The innovation is in the antenna design and multiple levels for canceling self-interference. The developed hardware uses off-the-shelf components, antennas are omnidirectional, do not suffer from bandwidth limitations, have a small size/spacing (comparable to current one-way systems), and the increase in signal processing complexity vs. one-way is virtually zero. These findings are expected to have a profound impact on wireless transmission, networking and security in the near future, more significant than other breakthroughs in the area reported in the last few decades.
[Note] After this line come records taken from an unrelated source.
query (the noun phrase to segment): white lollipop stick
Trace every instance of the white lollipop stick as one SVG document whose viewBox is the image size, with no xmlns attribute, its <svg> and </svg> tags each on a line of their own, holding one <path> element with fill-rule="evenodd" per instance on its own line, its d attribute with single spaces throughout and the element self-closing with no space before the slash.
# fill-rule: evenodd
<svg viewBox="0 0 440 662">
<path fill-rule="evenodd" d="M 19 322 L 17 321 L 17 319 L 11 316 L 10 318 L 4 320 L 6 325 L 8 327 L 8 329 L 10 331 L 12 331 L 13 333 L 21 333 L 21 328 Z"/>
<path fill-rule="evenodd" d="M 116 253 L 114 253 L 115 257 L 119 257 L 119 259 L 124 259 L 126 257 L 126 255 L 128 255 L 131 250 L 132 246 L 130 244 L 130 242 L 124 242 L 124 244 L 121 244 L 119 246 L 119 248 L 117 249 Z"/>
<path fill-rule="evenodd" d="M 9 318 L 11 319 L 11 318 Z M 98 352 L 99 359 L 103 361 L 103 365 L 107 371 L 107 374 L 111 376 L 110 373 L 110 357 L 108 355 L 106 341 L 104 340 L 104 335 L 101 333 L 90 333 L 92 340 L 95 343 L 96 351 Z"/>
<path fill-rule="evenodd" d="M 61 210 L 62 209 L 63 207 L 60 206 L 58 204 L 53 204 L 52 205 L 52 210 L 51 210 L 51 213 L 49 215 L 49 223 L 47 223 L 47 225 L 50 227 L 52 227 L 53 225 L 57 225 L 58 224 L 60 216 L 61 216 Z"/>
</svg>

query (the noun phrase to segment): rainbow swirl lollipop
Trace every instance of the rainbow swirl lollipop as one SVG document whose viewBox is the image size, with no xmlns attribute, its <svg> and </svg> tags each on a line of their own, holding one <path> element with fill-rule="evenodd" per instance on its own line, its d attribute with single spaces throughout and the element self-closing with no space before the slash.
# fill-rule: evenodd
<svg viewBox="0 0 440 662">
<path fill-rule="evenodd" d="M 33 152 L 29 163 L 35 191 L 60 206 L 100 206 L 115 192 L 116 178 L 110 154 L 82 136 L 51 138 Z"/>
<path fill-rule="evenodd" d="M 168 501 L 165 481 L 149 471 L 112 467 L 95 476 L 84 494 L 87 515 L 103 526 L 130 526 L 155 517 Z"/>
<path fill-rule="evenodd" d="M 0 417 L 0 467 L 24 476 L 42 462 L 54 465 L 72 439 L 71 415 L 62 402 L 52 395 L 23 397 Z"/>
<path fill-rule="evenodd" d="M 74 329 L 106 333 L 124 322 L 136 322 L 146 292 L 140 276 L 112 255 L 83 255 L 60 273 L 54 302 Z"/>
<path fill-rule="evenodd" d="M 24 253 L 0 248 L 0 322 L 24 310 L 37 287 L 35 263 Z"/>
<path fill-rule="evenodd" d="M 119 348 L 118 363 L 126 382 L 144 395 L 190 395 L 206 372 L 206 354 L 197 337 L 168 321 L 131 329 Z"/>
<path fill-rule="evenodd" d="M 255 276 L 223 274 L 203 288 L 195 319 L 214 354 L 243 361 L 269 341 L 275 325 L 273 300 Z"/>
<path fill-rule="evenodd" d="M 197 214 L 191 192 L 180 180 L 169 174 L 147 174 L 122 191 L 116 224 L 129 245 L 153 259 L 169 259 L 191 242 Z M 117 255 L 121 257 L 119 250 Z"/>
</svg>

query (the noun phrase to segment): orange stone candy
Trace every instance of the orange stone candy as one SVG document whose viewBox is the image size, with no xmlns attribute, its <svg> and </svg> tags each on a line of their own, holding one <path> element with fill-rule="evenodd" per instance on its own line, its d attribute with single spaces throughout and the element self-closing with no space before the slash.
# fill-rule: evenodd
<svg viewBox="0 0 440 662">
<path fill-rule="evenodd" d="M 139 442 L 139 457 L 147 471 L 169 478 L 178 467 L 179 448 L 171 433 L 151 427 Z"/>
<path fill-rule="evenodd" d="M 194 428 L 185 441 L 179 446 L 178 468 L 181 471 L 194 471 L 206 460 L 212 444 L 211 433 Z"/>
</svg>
Amir K. Khandani is a professor of electrical and computer engineering at the University of Waterloo. He received his B.Sc/M.Sc. degree from Tehran University, Iran, and Ph.D. degree from McGill University, Canada, in 1984 and 1992, respectively. He joined the University of Waterloo in 1993. He currently holds the RIM-NSERC Industrial Research Chair on Network Information Theory and a Canada Research Chair on Wireless Systems. Prior to the RIM-NSERC Chair, he held an NSERC Industrial Research Chair funded by Nortel. He has supervised more than 40 PhD students, 30 master’s students, 30 post-doctoral fellows and 10 research engineers. His former team members have successful careers in industry and academia across the globe.